November 8, 2020

The Definition of Done for Digital Product Releases

How boys release: the impulse to add a feature → release
How men release: use HADI (Hypothesis →Action → Data → Insights)

Almost any digital product is a very complex system, and, to be honest, we do not know why it works or doesn't. Before you add changes, you cannot say it will help you to improve whatever you want to improve. If you can, most likely, you are biased toward your experience. Too many parameters to foresee anything — user behavior is too complicated. Sociologists and psychologists know it; they test everything, be like them, because in a nutshell, we do the same job. The only way to understand something is to analyze changes retrospectively. Hence, the first rule is deriving from the statement above:

1️⃣ Make sure you test hypotheses before releasing any changes to understand what you do with your product.

But before doing anything at all, you have to understand how to do it properly. Not all hypotheses are valuable to test. Remember: your yet another great idea ≠ the hypothesis.
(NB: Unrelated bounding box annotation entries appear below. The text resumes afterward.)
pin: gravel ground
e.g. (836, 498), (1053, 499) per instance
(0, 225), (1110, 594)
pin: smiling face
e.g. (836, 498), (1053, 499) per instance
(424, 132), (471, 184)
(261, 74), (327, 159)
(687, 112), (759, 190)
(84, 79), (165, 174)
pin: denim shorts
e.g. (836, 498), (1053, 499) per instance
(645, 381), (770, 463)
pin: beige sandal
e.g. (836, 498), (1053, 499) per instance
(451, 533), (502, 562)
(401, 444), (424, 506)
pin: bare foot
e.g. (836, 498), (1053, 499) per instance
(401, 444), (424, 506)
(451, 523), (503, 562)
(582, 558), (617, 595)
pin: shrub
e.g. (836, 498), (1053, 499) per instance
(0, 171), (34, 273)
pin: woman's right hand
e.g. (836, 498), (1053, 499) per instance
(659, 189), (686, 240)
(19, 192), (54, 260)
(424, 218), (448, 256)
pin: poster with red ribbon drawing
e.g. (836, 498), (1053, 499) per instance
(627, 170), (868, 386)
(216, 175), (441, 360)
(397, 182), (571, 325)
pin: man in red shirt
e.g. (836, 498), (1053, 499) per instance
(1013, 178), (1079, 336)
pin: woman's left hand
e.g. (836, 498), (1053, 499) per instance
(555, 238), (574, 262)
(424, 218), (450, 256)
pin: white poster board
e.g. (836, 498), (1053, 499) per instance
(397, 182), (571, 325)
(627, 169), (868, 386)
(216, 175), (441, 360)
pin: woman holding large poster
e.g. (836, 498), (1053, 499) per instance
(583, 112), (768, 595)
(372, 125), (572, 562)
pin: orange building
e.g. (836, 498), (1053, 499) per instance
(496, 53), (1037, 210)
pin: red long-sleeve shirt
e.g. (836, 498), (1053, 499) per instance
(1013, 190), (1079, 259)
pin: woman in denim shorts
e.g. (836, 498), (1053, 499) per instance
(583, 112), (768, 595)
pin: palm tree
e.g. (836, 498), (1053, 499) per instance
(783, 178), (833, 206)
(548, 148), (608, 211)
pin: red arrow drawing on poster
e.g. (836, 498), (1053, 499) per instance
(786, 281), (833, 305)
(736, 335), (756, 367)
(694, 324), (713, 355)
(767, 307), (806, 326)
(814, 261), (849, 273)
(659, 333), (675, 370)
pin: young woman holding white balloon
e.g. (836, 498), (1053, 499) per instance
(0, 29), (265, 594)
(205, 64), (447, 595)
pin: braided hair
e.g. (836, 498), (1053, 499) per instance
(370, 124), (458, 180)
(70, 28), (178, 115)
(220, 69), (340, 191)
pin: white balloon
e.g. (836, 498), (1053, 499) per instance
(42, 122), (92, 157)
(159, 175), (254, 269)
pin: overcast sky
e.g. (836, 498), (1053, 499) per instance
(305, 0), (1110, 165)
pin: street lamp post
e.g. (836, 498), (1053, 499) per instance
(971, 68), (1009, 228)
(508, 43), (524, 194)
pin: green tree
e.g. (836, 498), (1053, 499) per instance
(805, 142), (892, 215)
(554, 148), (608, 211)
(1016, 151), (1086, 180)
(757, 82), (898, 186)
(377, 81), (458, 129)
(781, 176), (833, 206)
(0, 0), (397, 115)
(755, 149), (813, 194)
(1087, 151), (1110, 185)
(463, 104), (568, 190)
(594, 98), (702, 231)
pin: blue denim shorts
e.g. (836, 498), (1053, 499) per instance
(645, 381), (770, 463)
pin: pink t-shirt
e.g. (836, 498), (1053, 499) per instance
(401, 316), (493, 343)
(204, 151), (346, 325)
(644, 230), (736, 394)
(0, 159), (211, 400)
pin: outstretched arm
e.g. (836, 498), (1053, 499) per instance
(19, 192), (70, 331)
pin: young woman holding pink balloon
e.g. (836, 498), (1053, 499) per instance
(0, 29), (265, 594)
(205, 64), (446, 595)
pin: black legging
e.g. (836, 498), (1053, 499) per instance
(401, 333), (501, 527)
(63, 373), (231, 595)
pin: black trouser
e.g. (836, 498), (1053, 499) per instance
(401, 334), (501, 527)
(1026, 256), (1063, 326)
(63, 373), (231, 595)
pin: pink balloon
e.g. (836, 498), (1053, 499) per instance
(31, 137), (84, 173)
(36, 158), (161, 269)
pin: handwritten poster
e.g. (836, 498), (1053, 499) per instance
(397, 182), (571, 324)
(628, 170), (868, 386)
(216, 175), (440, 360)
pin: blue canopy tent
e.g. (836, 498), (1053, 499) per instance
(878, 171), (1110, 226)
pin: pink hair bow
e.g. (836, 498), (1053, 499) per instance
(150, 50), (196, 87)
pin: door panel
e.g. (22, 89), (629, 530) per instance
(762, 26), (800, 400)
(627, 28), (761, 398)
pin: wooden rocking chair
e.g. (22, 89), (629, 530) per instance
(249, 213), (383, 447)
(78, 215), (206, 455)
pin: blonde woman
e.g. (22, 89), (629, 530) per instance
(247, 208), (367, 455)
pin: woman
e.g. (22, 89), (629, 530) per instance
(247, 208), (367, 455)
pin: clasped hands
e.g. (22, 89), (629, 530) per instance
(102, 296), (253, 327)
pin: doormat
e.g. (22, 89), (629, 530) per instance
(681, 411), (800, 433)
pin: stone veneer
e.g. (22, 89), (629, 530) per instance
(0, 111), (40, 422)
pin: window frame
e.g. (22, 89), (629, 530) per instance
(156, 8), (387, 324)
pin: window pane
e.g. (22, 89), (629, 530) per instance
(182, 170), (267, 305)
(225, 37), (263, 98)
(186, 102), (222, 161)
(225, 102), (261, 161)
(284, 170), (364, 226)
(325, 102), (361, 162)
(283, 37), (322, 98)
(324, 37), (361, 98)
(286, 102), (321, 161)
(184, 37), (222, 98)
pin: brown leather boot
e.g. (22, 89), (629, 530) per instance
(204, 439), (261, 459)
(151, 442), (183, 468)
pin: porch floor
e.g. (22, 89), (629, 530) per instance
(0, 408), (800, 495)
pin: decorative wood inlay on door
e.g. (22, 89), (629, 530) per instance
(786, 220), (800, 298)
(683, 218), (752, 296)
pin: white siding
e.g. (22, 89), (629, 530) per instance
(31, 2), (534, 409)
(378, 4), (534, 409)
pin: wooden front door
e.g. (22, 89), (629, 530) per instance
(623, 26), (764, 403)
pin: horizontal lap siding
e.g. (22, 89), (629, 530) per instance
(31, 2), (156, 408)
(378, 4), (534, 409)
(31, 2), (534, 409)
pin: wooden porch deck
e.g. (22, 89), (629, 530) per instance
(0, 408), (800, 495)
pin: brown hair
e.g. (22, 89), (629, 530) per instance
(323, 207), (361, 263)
Moreover, on the stage of transforming an idea into a hypothesis, you can find out that you do not have enough data or your take on the situation was biased, and data shows you the contrary. It leads us to understand that:

2️⃣ Before testing, hypotheses must have enough data to show that a problem really exists not only in your imagination

Sufficient confidence means different for different types of testing. If you state that users cannot find out how to go deeper into your purchase funnel, conduct enough usability tests (5+, the number depending on how many users have problems). If you see the drop-off on one of the funnel steps, calculate confidence intervals for gathered data (do the math by using my calculator). Often you need to commingle available methods to get pre-testing insights. It depends. There is no good template for the excellent hypothesis. It's more creative work than most people think, even though it's based on hard math. Just get your thoughts together and do not ignore data from outside. Reject null hypothesis like a real researcher with proper sampling.

The next step is to test. The main questions here: what to measure and how to test? Usability testing with the task success rate? A/B-testing with the key metric conversion for step 1 → step 2, and the guardrail metric ARPPU?

First of all, choose your business-related metrics (make sure that your high-level abstract metrics like ARPPU and LTV are broken apart on more simple metrics) and/or UX-metrics.

Do not forget to set expected values for chosen metrics. If you are going to use A/B-test, you can rely on the minimum detectable effect or MDE (especially if you do not have enough users to detect small changes). But most likely, your expected values will be depending on your preferences.

Attention! Numbers ahead! For example, you are going to change the conversion for step 1 → step 2. But the conversion itself is not what you want to increase. It's ARPPU you wish to change up to, let's say, +$3 (less is not enough for you). Increasing the conversion on +0.8% will give you in the future the desirable ARPPU. Hence, you can set the expected value for the conversion +0.8%. But imagine that you have calculated the MDE and already know that you can get no less than +2% with your traffic. So you can't set less for the expected value. Do you wish to continue with this hypothesis in that scenario? It's up to you. Maybe you will not get +2% at the end of the testing. If so, the only conclusion you can come to is that there is the chance that the effect is not more than +2%, and it can be +0.8% (or more, or less). So, maybe, the better decision is to put the hypothesis aside until you can get the MDE not less than +0.8%, isn't it?

If you have almost nothing to get expected values from, you can take a look at similar tested hypotheses. Find what of them have similar problems or scope of changes and what outcomes were there.

Let's make the conclusion for everything above:

3️⃣ There is no all-purpose recipe for making a decision about to test or not. Learn the theory, do the math, know what is what.

Finally, after forming a hypothesis, conducting tests, getting insights, you can make the decision about to release or not to.

About "Best Practices"

If your team releases new features and product changes without forming hypotheses and testing, they don't know what they do. You can use "best practices on the market," but all our products are NEW products. When people see them, they do it for the first time. We do not produce chairs. Every time you release a new feature, people use it for the first time ever. Most IT-companies don't know what they do, and then everybody copies their "best practices" worldwide. Bad is more proliferated than good because good is the rare case here. More often, good is good only for them, not for you. So even "best practices" have to be tested for every particular case.

The best time for "best practices" is when you create and test an MVP. In other cases, do your job. But even in that case, you go from "best practices" to your practices conducting usability tests and interviews as early as possible.

4️⃣ Again: no such term as "best practices" for NEW things.

One More Thing to Remember

Even if all the above has not persuaded you yet, remember that forming hypotheses is something more. It is the source of truth for your team in the future, when every teammate has forgotten already what and why you did changes in your product. It leads to confusion.

5️⃣ Do not make yourself the future source of truth for your team — let it be well-formed hypotheses.

What You Are Able not to Test

The shortlist of things that you can release without hypotheses:

  • Bugs
  • Technical Debt
  • Design Debt

Make sure that your team understands properly what technical and design debt means at all.

Instead of Conclusion

By going through the whole cycle describing above, you set the Definition of Done for your releases.